Castro, a male hiplife artist, appears as a cameo on the track. His verse warns men not to be tempted as she is too young. Mzbel is then comically followed by a middle-aged man, who tries to entice her to ride in his new truck along with seducing her. Following this encounter, he is then taken to a law court where Mzbel sings from the stand while the culprit sits helplessly in handcuffs while simultaneously the crowd makes insulting remarks at him and the parents of the young girl point accusingly. However, contrary to the real violence against Mzbel, she was the one being shamed for being morally uncontained. The crowd represented the shaming communal justice of Ghanaian society against taboo actions like intercourse with young girls.

Soon after, the video cuts between two narrative portions: the courtroom trial of the old man and the playful and seemingly unknowing seducing movements of the young girl and her friends around the city of Accra. The girls, in question, are unaware that they are cultivating male interest while being portrayed as having the right to self-expression. This suggests that they are dressing for themselves and not to seduce men, but to the old man, they are deliberately seductive.

== Release ==
The song's music video, soon after release, gathered a lot of attention on television in Ghana.
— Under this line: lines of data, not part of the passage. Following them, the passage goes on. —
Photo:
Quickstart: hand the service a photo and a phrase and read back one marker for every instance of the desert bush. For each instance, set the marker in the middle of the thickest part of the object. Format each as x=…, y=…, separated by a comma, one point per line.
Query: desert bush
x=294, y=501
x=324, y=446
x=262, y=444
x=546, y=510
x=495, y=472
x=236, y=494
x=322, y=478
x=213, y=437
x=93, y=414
The song started to gain a lot more attention when it was posted on the entertainment site Ghanamusic.com, founded in 2001 and gradually became the premiere online site for content related to Ghanaian music and entertainment at the time. It soon became one of the biggest songs of 2005 through 2006.
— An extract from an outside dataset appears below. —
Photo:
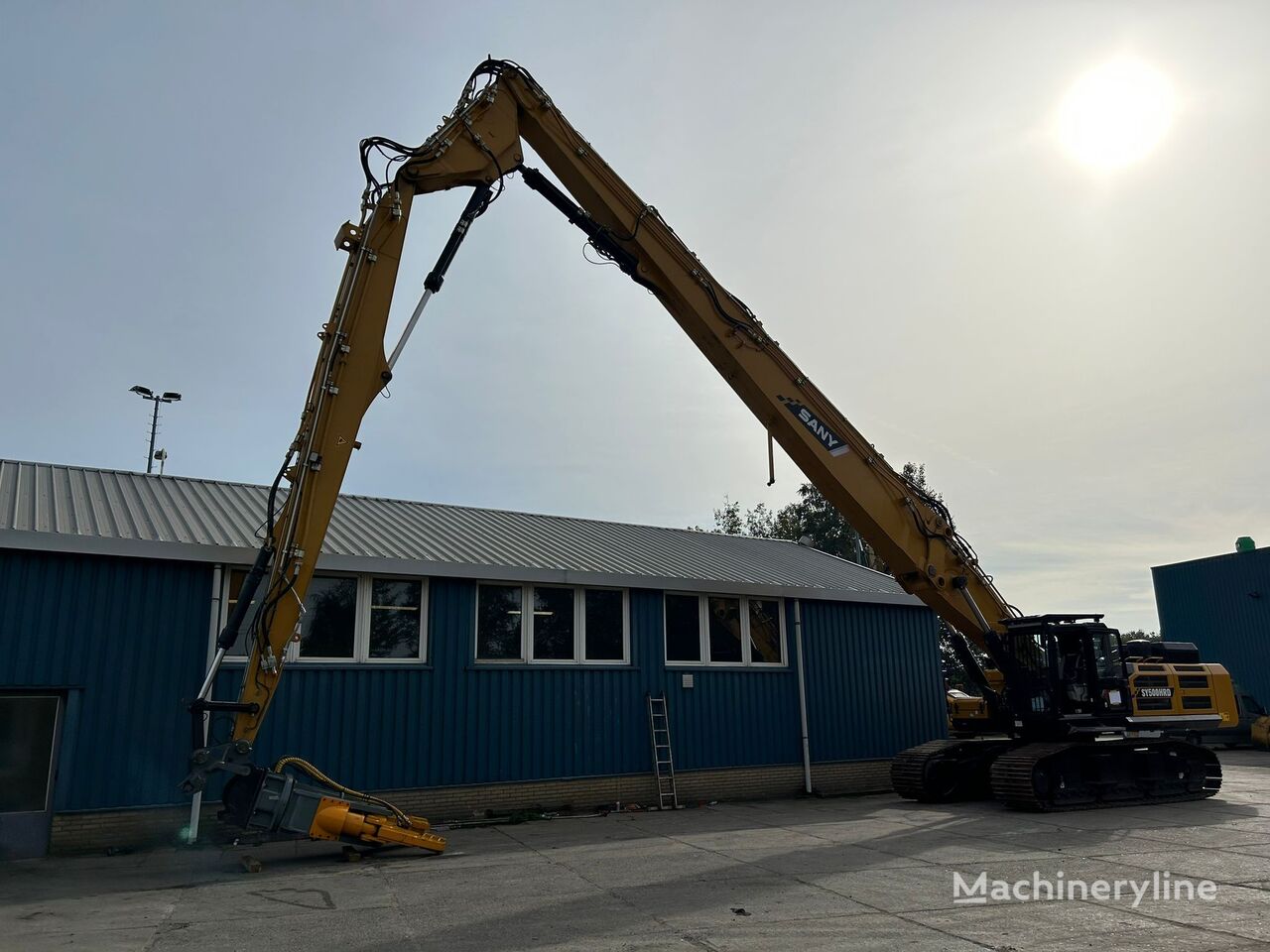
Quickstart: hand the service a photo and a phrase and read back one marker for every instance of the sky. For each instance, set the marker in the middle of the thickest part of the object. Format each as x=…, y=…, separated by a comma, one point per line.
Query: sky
x=1076, y=352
=== Impact on Mzbel's career ===
After performing on the Kumasi campus of Kwame Nkrumah University of Science and Technology in celebration of Art Society week at the college, Mzbel was sexually assaulted by a group of audience members after a riot broke out on 1 October 2005 over not getting a re-continuation of her performance. In a radio interview, she defended herself, stating "I cannot be blamed for my own assault." One year later, on 12 September 2006, a group of armed robbers broke into Mzbel's home in New Gbawe (located on the outskirts of Accra) and was once again assaulted, along with one of her dancers, and robbed out of her money and electronic equipment. These attacks builds upon the narrative of "16 Years".